2022-11-04 –, ADASS Conference Room 1
The Data Activate Flow Graph Engine (DALiuGE) is a workflow scheduling and execution system. It has been developed with extreme scalability ability, ranging from stand-alone laptops to the biggest supercomputers in the world, as one of the key requirements. One of the other requirements was to be able to re-use existing (radio astronomy) software, while also allowing a tighter integration of dedicated processing components with the execution engine. The third main requirement was separation of concerns to allow astronomers and workflow developers to concentrate on the workflow logic and the selection of appropriate algorithmic components, software engineers on the development and maintenance of operational grade components providing those algorithms, HPC specialists on the optimization of the execution of the components and the overall workflow and finally also enable hardware/software co-design for performance or I/O critical components. In the meantime DALiuGE has reached beta status and is ready for broader consumption.

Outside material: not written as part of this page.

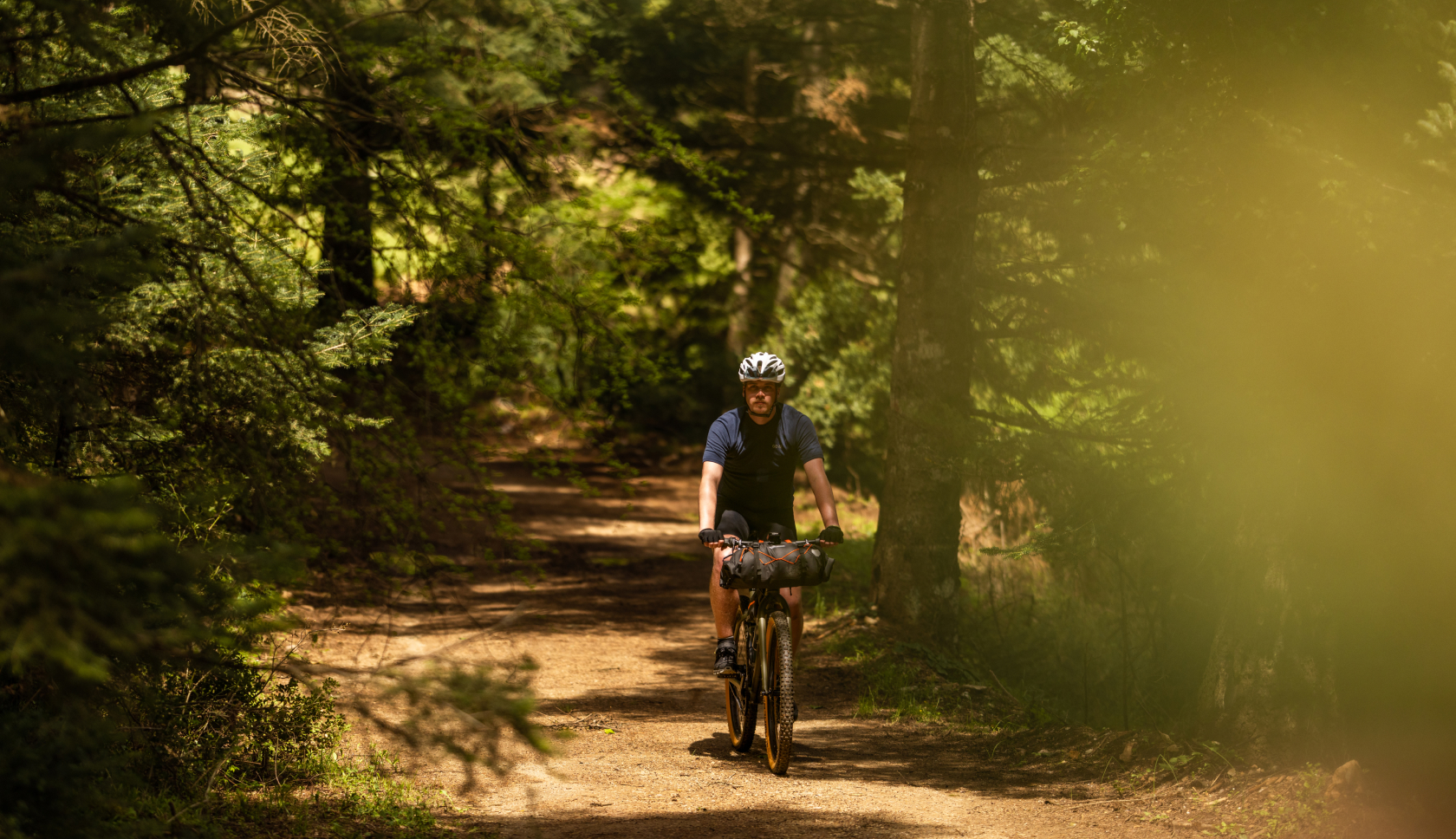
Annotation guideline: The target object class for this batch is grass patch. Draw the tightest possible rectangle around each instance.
[199,747,454,839]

An earlier version has been used to drive the 2020 Gordon Bell prize finalist project to demonstrate that we would be able to process SKA scale data streams on a supercomputer the size of Summit. During that run we have used 99 percent of Summit (27,360 GPUs), achieving 130 petaflops peak performance for single-precision, 247 gigabytes per second data generation rate, and 925 gigabytes per second pure I/O rate.
This paper presents an overview of the system and cover the key aspects of the implementation of each of the requirements mentioned above.